As well as that comfort, it also handles really well through the corners apart from steering that is a little lacking in feel.

All models have excellent grip and tenacious road holding, helped by minimal roll despite their tall stance on the road.

The engine choice over the models production period majors on diesels and the later ones are 1.6 and 2.0-litre units, which have made up the majority of sales.

The 1.6 is available with 90 or 115bhp, giving 0 to 62mph acceleration of 12.9 and 11.8 seconds. Best economy is an excellent 74mpg.

The other diesel is a 2.0-litre with 150bhp that covers the 62 miles an hour sprint in 9.7 seconds and is still capable of 68mpg with very low emissions.

The higher powered 1.6 and the 2.0-litre have either a six-speed manual gearbox, or a six-speed automatic, while the 90bhp model has a five-speed manual.

Petrol engines are 1.2 and 1.6-litre turbos with either 130 or 153bhp. The larger unit gets to 60 in under nine seconds and is capable of 47mpg, while the 1.2 takes 10 seconds for the sprint and can do 56mpg.

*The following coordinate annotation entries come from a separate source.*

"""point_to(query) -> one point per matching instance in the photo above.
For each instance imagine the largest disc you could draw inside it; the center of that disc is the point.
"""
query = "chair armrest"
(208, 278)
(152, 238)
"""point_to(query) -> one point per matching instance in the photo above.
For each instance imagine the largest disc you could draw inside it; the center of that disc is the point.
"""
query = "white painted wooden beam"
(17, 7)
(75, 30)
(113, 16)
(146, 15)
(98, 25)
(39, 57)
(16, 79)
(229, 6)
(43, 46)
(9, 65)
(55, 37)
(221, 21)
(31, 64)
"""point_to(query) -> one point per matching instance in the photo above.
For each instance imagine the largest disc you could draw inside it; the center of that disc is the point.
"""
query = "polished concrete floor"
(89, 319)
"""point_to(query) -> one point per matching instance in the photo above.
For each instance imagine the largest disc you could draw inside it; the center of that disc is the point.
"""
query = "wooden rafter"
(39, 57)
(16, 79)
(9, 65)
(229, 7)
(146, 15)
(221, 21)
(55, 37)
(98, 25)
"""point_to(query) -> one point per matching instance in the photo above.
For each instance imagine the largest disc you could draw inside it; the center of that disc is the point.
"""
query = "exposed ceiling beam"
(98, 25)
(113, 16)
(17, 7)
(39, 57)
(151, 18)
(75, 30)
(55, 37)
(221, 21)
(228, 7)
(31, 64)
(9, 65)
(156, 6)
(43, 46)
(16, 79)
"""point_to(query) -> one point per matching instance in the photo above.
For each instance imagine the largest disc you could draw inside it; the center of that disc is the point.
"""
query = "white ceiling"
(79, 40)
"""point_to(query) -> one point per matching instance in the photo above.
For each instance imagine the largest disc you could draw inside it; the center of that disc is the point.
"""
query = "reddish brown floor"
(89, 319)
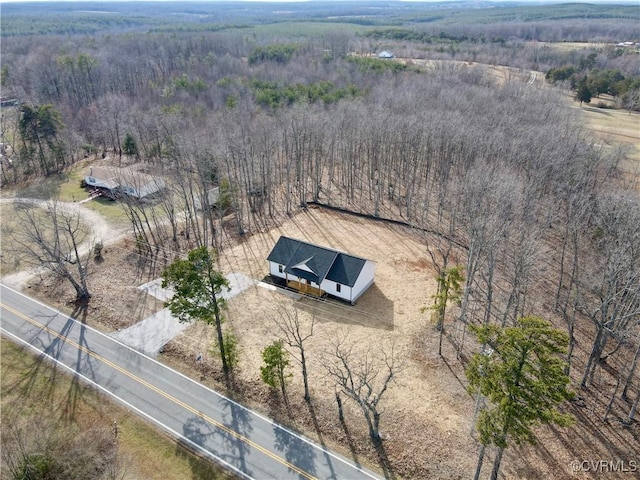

All the engines are smooth and quiet until revved, as is normal and all apart from the entry 90bhp diesel offer good to excellent acceleration through the gears.

Those concept car looks might not appeal to all, but they hide fantastic practicality thoughout the interior.

The all-digital instruments work well and there are a number of options selectable by the driver.

There is a huge amount of storage around the cabin and the massive boot will hold everything most families would need for two weeks holiday.

Rear passengers get three individual seats that slide fore and aft for more legroom and fold flat to give extra luggage space.

Even the front passenger seat folds flat, allowing long items to be carried home with ease.

Base VTR spec includes air conditioning, cruise control, alloy wheels, traction control, remote locking, electric windows, good stereo with remote control, and loads of airbags.

And just a couple of levels higher in Touch Edition spec, you get parking sensors, an alarm and heated electric mirrors.

Pay about £5,800 for a '14 14-reg XTR+ 1.6-litre eHDi diesel, or £11,200 for a '17 17-reg Feel BlueHDi 150 2.0-litre.